Y et again, President Biden has usurped powers that belong to Congress:

President Biden on Thursday pardoned thousands of people convicted of marijuana possession under federal law and said his administration would review whether marijuana should still be in the same legal category as drugs like heroin and LSD.

The pardons will clear everyone convicted on federal charges of simple possession since it became a crime in the 1970s. Officials said full data was not available but noted that about 6,500 people were convicted of simple possession between 1992 and 2021, not counting legal permanent residents. The pardons will also affect people who were convicted under District of Columbia drug laws; officials estimated that number to be in the thousands.

I am an unapologetic opponent of the federal War on Drugs, up to and including its prohibition of hard drugs such as heroin. I oppose it on the grounds of individual liberty: Governments should not tell free people what they can put into their own bodies. I oppose it on pragmatic grounds: Drugs are bad news, but our fight against them tends to yield worse outcomes than those we are attempting to prevent. And I oppose it on constitutional grounds: Under the Constitution as written, the federal government has no authority to superintend drugs beyond the regulation of imports and exports and the administration of genuinely interstate matters, and its insistence otherwise has done great damage to the integrity of the Constitution itself, and to the balance of power between Washington, D.C., and the states.

But the law is the law, and, unless we wish our chief executives to morph into dictators, those of us who covet reform must insist that it come via the correct channels. Which in this case, under our American system of government, means that the law must either be changed by Congress or struck down by an Article III court. Yesterday, President Biden said that “no one should be in jail just for using or possessing marijuana.” I wholeheartedly agree. But this isn’t Biden’s call to make. As the president, his job is to “faithfully execute the laws” as they are written, not as he would like them to be written. And, unfortunately, federal law as written — in part, by Senator Biden — makes the possession of marijuana a crime.

If one squints a little, one can make a superficially plausible case for Biden’s action.

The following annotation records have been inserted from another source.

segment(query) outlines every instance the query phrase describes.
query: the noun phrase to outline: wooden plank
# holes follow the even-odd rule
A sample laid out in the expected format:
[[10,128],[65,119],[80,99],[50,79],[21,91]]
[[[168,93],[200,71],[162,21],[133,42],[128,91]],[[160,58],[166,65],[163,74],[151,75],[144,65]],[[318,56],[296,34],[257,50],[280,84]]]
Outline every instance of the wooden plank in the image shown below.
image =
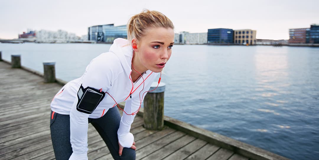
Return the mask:
[[26,155],[29,154],[30,153],[33,152],[37,149],[41,149],[41,150],[42,150],[43,148],[47,146],[50,146],[52,147],[52,143],[51,139],[41,142],[37,143],[36,145],[33,145],[31,147],[25,147],[14,151],[2,155],[1,158],[3,158],[3,159],[10,159],[11,158],[13,158],[14,159],[17,159],[17,158],[19,157],[17,159],[22,159],[24,158],[22,158],[21,156],[23,156],[26,158],[28,157],[28,158],[31,158],[31,157],[25,156],[26,156]]
[[2,134],[7,132],[10,132],[11,131],[15,130],[22,127],[27,127],[28,126],[33,125],[34,124],[37,124],[41,123],[42,123],[45,121],[49,121],[48,118],[48,117],[43,118],[41,119],[38,120],[35,120],[32,121],[26,122],[24,123],[22,123],[17,125],[12,125],[12,126],[1,128],[0,129],[0,134]]
[[248,160],[249,159],[248,158],[242,156],[237,154],[234,154],[230,158],[228,159],[228,160]]
[[195,138],[185,135],[144,157],[141,159],[161,159],[194,140]]
[[209,157],[207,160],[226,160],[233,155],[234,152],[223,148],[221,148],[217,152]]
[[[139,132],[134,135],[134,140],[136,142],[137,151],[139,149],[143,149],[145,146],[167,136],[176,131],[169,128],[167,128],[164,130],[159,131],[153,130],[146,130]],[[139,134],[139,135],[137,135]],[[137,157],[138,155],[137,155]],[[110,154],[108,154],[105,156],[99,158],[100,159],[109,159],[113,158]]]
[[[53,150],[53,148],[52,149]],[[51,159],[55,158],[56,156],[54,155],[54,152],[53,151],[51,151],[31,159],[32,160],[43,160],[43,159]]]
[[[9,114],[7,115],[4,115],[0,116],[0,122],[5,121],[6,120],[16,119],[17,118],[23,117],[25,116],[27,116],[30,115],[34,114],[35,113],[38,112],[47,112],[48,115],[50,115],[50,111],[49,108],[48,107],[48,105],[44,105],[42,106],[39,106],[39,107],[37,108],[30,109],[27,111],[23,112],[18,112],[16,114]],[[49,117],[48,116],[48,119]]]
[[183,159],[207,143],[207,142],[197,138],[162,159]]
[[49,112],[44,111],[18,118],[6,120],[1,122],[1,124],[0,125],[0,129],[1,128],[10,127],[12,124],[17,125],[24,123],[27,122],[33,121],[34,120],[39,120],[45,117],[50,117],[50,113]]
[[21,155],[19,156],[11,159],[11,160],[30,159],[37,157],[39,156],[39,155],[41,155],[51,152],[52,149],[53,149],[53,147],[52,144],[45,146],[45,145],[44,145],[43,146],[41,146],[41,149],[37,149],[28,152],[26,154]]
[[[42,123],[37,123],[34,124],[32,124],[30,126],[22,127],[15,130],[12,130],[10,131],[10,132],[1,133],[0,134],[0,138],[2,138],[9,135],[20,134],[23,132],[26,132],[29,130],[34,129],[40,127],[45,127],[47,128],[50,125],[50,121],[48,118],[47,119],[45,120],[46,120],[44,121]],[[42,120],[42,121],[43,121]]]
[[48,140],[51,140],[51,137],[50,134],[48,134],[40,136],[36,138],[33,138],[28,140],[1,149],[1,154],[5,154],[20,149],[23,147],[29,146]]
[[219,147],[210,143],[207,143],[185,159],[188,160],[206,159],[219,148],[220,147]]
[[14,134],[0,139],[0,143],[9,141],[11,140],[15,139],[21,137],[32,135],[34,133],[44,132],[44,131],[47,130],[48,130],[49,132],[50,132],[50,129],[48,126],[42,126],[33,129],[29,130],[28,131],[28,132],[24,132],[18,134]]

There is no doubt that the Constitution confers a pardon power upon the president. There is no doubt that the conferring clause is somewhat vague (“[the president] shall have Power to grant Reprieves and Pardons for Offenses against the United States, except in Cases of Impeachment”). And, as the Supreme Court has made repeatedly clear, there is no doubt that the matter is functionally non-justiciable. Moreover, by requiring potential pardonees to apply for their reprieves on a case-by-case basis, Biden has left himself adequate room to insist that his action is limited and targeted, and, thus, that it coexists neatly with the text of the Constitution and the legitimate traditions that text has borne.

But this is political sophistry, and we all know it. In The Anti-Federalist Papers, George Clinton worried that the granting of a pardon power to the president would yield “a vile and arbitrary aristocracy or monarchy.” Alexander Hamilton disagreed, writing in Federalist No. 74 that, without some final check on the most grievous of mistakes, American “justice would wear a countenance too sanguinary and cruel.” One does not have to disagree with Hamilton per se to notice that nowhere within his explanation did he suggest the pardon power could also be used to nullify laws that the executive branch happened to dislike. Quite clearly, that prospect was not on the table. And how could it have been, given that it would have undermined the very separation of powers that, at the time Hamilton’s letter was written, he was attempting to sell to the country at large?

Some observers have attempted to draw an analogy between President Biden’s move and Jimmy Carter’s decision to issue a blanket pardon for Americans who had dodged the draft during the Vietnam War. But, irrespective of the legality of what Carter did, there is a key difference between Biden’s action and Carter’s action, and that key difference is that, by the time Carter issued his order, the underlying political matter had been irrevocably resolved. Carter’s pardon was announced on January 21, 1977, by which point the Vietnam War had been over for two years, the draft had been ended for four years, and the Gulf of Tonkin Resolution that had enabled the war in the first place had been repealed for six years. As Dan McLaughlin correctly pointed out yesterday, if Congress had repealed the laws that Biden now dislikes, he “might have a case for making that repeal effectively retroactive via a blanket presidential pardon.” But, alas, Congress has done nothing of the sort. By wiping the slate clean retroactively, and by making it clear that his administration will use its prosecutorial discretion to avoid enforcing the law in the future, Biden has usurped Congress’s power.

As ever, one must ask where it will all end. If this is how our system of government is to work going forward, then there is nothing to prevent the next Republican president from tweeting, “No one should be in jail just for possessing an illegal firearm,” from pardoning everyone who is in jail for possession of an illegal firearm, and from instructing his administration to stop enforcing the legal prohibitions against such possession in the future. If that happened, the argument would be identical: that the pardonees are peaceful people, that their convictions represent only a small portion of the total gun-crime convictions, and that the constitutionality of the underlying laws was in dispute. After all, the next president might say: The president has a pardon power, that power is broad, and recipients will have to individually apply. Ergo . . . we just got rid of the 1968 Gun Control Act.

As it happens, I’d like that outcome, too. But I’d abhor the route taken to get there, because it’s not the one that the Constitution prescribes.